Ivy Liu
If this year's Super Bowl commercials revealed anything, it's that companies are still trying to sell Americans on AI. But as public sentiment shifts from hype to skepticism, brands are now forced to recalibrate how they position themselves in this new era.
The Growing Trust Deficit
There's a mounting distrust in AI-generated content, and the numbers don't lie. While 82% of advertising executives believe Gen Z and millennials feel positively about AI-generated ads, only 45% of those consumers actually share that sentiment, according to recent research from the IAB and Sonata Insights. This trust gap has only widened since 2024, revealing a significant disconnect between marketers' perceptions and consumer reality.

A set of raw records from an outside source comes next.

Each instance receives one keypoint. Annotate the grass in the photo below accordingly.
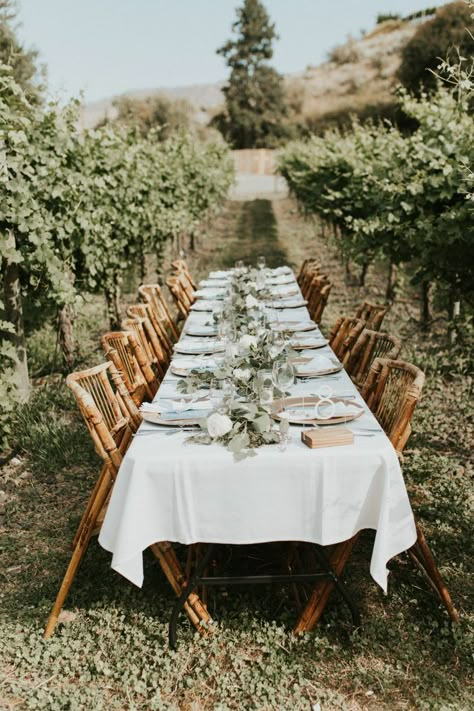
(111, 650)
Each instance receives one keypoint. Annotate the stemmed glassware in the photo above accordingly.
(221, 392)
(283, 374)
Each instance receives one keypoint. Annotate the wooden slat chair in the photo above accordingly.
(372, 314)
(180, 297)
(142, 330)
(152, 295)
(312, 278)
(369, 346)
(111, 418)
(392, 390)
(126, 353)
(344, 334)
(317, 302)
(180, 266)
(310, 262)
(158, 332)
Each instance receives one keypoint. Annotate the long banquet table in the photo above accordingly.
(171, 490)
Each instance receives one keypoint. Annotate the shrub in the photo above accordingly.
(433, 41)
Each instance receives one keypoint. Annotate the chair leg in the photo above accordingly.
(322, 590)
(423, 558)
(86, 530)
(92, 497)
(171, 567)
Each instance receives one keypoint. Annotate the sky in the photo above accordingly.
(107, 47)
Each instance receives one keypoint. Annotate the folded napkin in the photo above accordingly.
(283, 279)
(209, 293)
(197, 346)
(205, 305)
(281, 270)
(318, 364)
(201, 331)
(219, 275)
(287, 304)
(340, 410)
(198, 363)
(288, 290)
(181, 405)
(213, 283)
(307, 342)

Brands are beginning to recognize that technology now carries emotional weight, signaling messages about ethics, morals, and trust. Even companies not directly offering AI services are becoming increasingly careful about their campaign language, brand voice, and positioning around AI usage.
Take He Gets Us, the Christian nonprofit that has become a Super Bowl regular. This year's spot was intentionally shot on film and featured real people, according to Simon Armour, chief creative officer at Come Near, the creative team behind the campaign.

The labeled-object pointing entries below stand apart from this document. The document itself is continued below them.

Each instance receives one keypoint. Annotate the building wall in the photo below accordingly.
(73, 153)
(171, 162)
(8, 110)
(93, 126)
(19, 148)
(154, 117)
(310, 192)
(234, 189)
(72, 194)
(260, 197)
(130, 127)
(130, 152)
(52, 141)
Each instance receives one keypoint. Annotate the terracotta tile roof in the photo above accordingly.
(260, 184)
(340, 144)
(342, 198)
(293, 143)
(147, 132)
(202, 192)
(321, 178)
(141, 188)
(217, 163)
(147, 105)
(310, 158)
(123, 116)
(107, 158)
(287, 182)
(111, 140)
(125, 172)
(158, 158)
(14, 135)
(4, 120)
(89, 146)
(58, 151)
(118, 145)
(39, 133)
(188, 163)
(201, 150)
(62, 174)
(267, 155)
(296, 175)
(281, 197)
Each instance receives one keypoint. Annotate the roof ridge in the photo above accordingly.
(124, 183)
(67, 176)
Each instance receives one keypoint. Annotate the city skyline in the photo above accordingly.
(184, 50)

"Even the use of film, and therefore not using AI, we want it to feel as human as possible," Armour explained. "We want the connection to feel real. Particularly in a very digital world, we want that warmth."
For Come Near and other forward-thinking brands, the approach must be nuanced. While advertisers recognize AI as a tool promising faster and cheaper creative production, eliminating it entirely—or taking a strong stance against it—isn't always practical or desirable.
Re-centering Human Agency
Interestingly, AI-produced spots aren't guaranteed to fail. Only 21% of people say they'd like an ad campaign less if they discovered it was AI-generated, according to VML Intelligence. Some AI-generated ads are now performing at the same level as human-made creative, with a recent study from Taboola in collaboration with researchers at Columbia University, Harvard University, Technical University of Munich, and Carnegie Mellon University showing AI ads had an average click-through rate of .76% compared to .65% for human ads.
Transparency appears to be key. About 73% of Gen Z and millennials say clear disclosure about AI usage would either "increase or have no impact on their likelihood to purchase the product or service," according to the IAB's reporting.
Brands are taking varied approaches:
- Aerie and Dove have publicly vowed not to use AI in their advertisements
- He Gets Us opted for film and real people in their Super Bowl spot
- Porsche created a hand-drawn holiday campaign produced by animation team Parallel Studio
- Panda Express rolled out a human-made animated short celebrating Lunar New Year with Passion Pictures
Finding a Nuanced Approach
Advertisers are using generative AI for everything from customer insights to content creation. Even if AI wasn't used to produce the final advertisement, it was likely employed somewhere in the process. This raises important questions about authenticity when brands posture themselves as anti-AI.
"That's a very dangerous thing for a brand to do because if you scratch below the surface, AI is being used everywhere," said Justin Booth-Clibborn, co-managing director and executive producer at Passion, whose agency uses generative AI tools for client work.
The AI hype train hasn't come to a complete stop, but as the technology struggles to gain consumer trust, brands are pulling back on overt AI messaging.
There's even been a shift from an RFP perspective, according to Atlantic NY, an independent creative agency. RFPs that once required agencies to use AI for work now appear more thoughtful about implementation—especially in light of public backlash, as seen with Coca-Cola's holiday ads or McDonald's now-removed AI-generated Christmas advertisement in the Netherlands.
Backlash to AI Slop and Jobs
AI has sparked widespread concerns around job security, data privacy, environmental impacts, surveillance culture, and so-called AI slop—low-quality, mass-produced content. Seeing AI in advertisements surfaces these concerns for consumers, according to Marco Pupo, co-founder and chief creative officer at Atlantic.
"You're trying to cut costs, you're trying to cut your head count, and you're trying to be more profitable at any cost. That's what makes people [say], 'Hey, I don't want this'," Pupo explained.
Increasingly, brands are distancing themselves from AI in their campaigns. Gartner analysts predict that by next year, "20% of brands will lean into positioning and differentiation based on the absence of AI in their business and products."
This trend is reminiscent of the #nofilter era of social media, where there was a cultural shift toward realistic, unedited photos as opposed to overly curated and polished aesthetics.
"A few years from now, it's going to be the same as a brand saying we don't use Photoshop in our ads," said Pupo. "Use it, but use it in a good sense."